This weekend, there was a serious social media incident at a school nearby. It involved a hacked Instagram account, children who were too young for the use of Instagram anyway, and parents behaving poorly. The incident caused me to reflect on my own and my children's impending use of social media. Like most moms my age, I use Facebook with friends and LinkedIn professionally. I tweet from time to time as well, but I've only just learned the difference between a handle and a hashtag. In short, I am clueless.
With this in mind, I jumped at the chance to attend a workshop on social media for parents offered by the student council at the Rochester Institute of Technology. They began by quizzing us on our knowledge of social media. The result was an #epicfail on our part. The hour was enriching, hilarious, and a little nerve wracking. Here are a few of my take-aways.
As parents, we know even less than we think we do. When the RIT students had us match the icon to the social media platform, we only knew the basics -- Facebook, Twitter, LinkedIn, and Instagram. There's an icon with a ghost, one with a robot monkey looking face and countless others. As they explained, the ones we use are the ones they are least likely to use.
Once we get a hang of something, it's probably already "out."
Mom 1: Can you tell us how to tweet?
Student council president: Actually Twitter is on the down slide.
Mom 2: What? I'm tweeting this right now!
Student council president: I guess that's my point.
Teens monitor themselves more than we acknowledge.
Student council member 1: I was a little addicted to Instagram, but then I stopped for a while. I knew it was too much.
Student council member 2: I stay off of Instagram because it can make me feel a little insecure. Everyone looks amazing, but you don't know how many filters people are using.
Student council member 3: Snapchat can be a distraction, so sometimes I turn it off when I need to focus. On the other hand, it's great for staying on top of news.
Chorus of parents: Seriously? The thing with the ghost is good for news?
If you can't beat them, join them. But don't friend them. The consensus on this one was clear. Give your children space or they will rebel. We cannot completely control what they do online and the more we try to, the more they will go undercover.
Student council member 2: It's nice that my mom understands Instagram. I don't really share things with her on it, but sometimes we sit down and look at what my friends are posting together and that's always good for a laugh.

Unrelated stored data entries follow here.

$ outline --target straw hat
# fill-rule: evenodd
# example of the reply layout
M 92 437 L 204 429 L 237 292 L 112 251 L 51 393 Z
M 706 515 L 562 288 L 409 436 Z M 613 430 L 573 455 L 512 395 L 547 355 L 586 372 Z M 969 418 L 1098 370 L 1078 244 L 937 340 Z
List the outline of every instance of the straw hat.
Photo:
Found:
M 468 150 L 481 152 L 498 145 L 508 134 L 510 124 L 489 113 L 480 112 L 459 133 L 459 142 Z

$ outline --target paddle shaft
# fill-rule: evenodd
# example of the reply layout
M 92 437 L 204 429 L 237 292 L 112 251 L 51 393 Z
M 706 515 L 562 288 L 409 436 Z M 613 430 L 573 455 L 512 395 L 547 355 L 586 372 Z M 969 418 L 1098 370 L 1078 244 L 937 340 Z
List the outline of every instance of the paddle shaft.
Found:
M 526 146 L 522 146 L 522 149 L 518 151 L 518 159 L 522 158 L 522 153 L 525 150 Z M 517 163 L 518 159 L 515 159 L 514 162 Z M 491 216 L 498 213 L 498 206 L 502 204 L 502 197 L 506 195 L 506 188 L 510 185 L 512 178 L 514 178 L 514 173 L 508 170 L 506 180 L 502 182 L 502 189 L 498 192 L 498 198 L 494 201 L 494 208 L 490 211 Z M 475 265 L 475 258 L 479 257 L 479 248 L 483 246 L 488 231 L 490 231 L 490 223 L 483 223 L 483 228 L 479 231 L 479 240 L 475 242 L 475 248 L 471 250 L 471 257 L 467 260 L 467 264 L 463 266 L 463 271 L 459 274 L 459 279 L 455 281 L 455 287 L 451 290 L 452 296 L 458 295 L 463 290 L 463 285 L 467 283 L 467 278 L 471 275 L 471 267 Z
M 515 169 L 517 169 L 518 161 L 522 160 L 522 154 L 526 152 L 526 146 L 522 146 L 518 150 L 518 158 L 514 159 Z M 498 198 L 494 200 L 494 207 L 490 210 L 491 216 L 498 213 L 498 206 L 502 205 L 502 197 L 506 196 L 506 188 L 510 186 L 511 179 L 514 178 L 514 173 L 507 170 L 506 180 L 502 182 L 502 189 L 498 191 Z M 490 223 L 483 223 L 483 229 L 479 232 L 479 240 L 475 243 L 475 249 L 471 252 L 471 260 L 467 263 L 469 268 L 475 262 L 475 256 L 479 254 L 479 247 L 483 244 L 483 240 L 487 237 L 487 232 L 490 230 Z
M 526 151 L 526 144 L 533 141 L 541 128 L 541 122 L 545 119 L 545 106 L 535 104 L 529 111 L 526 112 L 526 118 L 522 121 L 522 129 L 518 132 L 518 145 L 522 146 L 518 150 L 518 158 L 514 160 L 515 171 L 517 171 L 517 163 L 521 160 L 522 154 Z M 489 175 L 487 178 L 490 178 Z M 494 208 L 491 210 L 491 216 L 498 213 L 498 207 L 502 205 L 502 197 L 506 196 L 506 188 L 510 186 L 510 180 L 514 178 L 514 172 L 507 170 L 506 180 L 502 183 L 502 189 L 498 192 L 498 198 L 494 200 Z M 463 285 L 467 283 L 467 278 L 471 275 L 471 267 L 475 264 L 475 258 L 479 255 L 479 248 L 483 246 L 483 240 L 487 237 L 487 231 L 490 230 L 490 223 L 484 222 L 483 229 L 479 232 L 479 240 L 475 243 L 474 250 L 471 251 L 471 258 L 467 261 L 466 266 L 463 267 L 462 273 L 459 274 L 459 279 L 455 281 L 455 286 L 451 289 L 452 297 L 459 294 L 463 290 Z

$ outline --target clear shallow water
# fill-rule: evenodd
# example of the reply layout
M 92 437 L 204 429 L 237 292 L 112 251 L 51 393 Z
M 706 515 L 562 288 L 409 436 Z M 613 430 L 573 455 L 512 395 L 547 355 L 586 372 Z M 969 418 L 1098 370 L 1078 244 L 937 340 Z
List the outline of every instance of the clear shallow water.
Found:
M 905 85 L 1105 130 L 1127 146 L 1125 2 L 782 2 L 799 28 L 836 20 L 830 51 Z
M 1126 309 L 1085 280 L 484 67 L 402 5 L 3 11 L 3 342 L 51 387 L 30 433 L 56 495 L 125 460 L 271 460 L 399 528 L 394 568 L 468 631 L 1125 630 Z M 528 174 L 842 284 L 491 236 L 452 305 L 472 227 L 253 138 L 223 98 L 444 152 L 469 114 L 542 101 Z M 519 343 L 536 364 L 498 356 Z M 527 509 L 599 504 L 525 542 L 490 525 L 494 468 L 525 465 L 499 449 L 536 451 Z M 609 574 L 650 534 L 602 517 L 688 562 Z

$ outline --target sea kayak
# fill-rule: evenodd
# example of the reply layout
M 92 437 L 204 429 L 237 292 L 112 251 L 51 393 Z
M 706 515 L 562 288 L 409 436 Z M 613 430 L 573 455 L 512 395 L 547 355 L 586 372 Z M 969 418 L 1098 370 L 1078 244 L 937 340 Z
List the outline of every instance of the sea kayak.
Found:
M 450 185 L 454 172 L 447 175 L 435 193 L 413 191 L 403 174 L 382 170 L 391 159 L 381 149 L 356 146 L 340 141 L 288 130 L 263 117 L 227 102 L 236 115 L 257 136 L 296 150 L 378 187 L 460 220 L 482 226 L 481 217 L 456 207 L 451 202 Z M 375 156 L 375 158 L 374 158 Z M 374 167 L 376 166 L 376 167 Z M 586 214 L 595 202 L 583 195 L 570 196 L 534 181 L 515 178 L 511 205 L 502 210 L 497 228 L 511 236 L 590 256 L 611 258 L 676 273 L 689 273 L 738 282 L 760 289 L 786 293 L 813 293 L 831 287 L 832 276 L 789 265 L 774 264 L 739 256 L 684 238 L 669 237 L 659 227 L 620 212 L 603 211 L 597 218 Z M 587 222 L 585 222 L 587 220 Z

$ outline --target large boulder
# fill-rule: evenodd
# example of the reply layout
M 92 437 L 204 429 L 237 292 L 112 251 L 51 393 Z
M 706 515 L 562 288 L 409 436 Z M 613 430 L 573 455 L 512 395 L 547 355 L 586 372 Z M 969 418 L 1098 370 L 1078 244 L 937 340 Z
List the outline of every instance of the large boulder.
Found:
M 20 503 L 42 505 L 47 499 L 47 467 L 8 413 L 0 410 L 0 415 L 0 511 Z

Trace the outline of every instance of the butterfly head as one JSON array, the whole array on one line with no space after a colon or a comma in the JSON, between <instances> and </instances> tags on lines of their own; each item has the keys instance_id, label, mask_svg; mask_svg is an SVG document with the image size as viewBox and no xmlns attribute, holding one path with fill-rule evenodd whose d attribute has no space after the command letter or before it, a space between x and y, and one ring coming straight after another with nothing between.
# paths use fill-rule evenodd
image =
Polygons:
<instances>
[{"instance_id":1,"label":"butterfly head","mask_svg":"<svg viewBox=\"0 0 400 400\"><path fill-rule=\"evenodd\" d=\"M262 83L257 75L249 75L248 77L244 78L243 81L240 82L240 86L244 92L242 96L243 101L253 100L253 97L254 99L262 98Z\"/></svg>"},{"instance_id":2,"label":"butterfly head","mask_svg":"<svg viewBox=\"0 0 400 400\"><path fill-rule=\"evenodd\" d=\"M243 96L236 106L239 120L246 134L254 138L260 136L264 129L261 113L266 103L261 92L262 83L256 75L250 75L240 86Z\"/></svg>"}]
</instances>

Parent 3: So can I tell my son that he can have Facebook and Instagram but only if he friends me?
Student council member 2: You can say he has to do anything you want, but online he can do whatever he wants. Don't send him into hiding.
Parent 3: What if I make him post a picture of me once a month with the hashtag awesome mom? Wait, does he need to leave a space between awesome and mom or is it just one word?
Youth value privacy. The students knew more about privacy settings than the rest of us and were adamant about using them. They are also acutely aware of the risk of screenshots going public. They've seen it happen and don't want it to happen to them. They explained to us, though, that it's a good idea to have someone in the know - a parent, cool aunt, or friend - teach children the basics of privacy and safety when they first start to use social media.
Some great advice can come from surprising places.
Student council president: Know what your priorities are and use social media to meet them, not defeat them.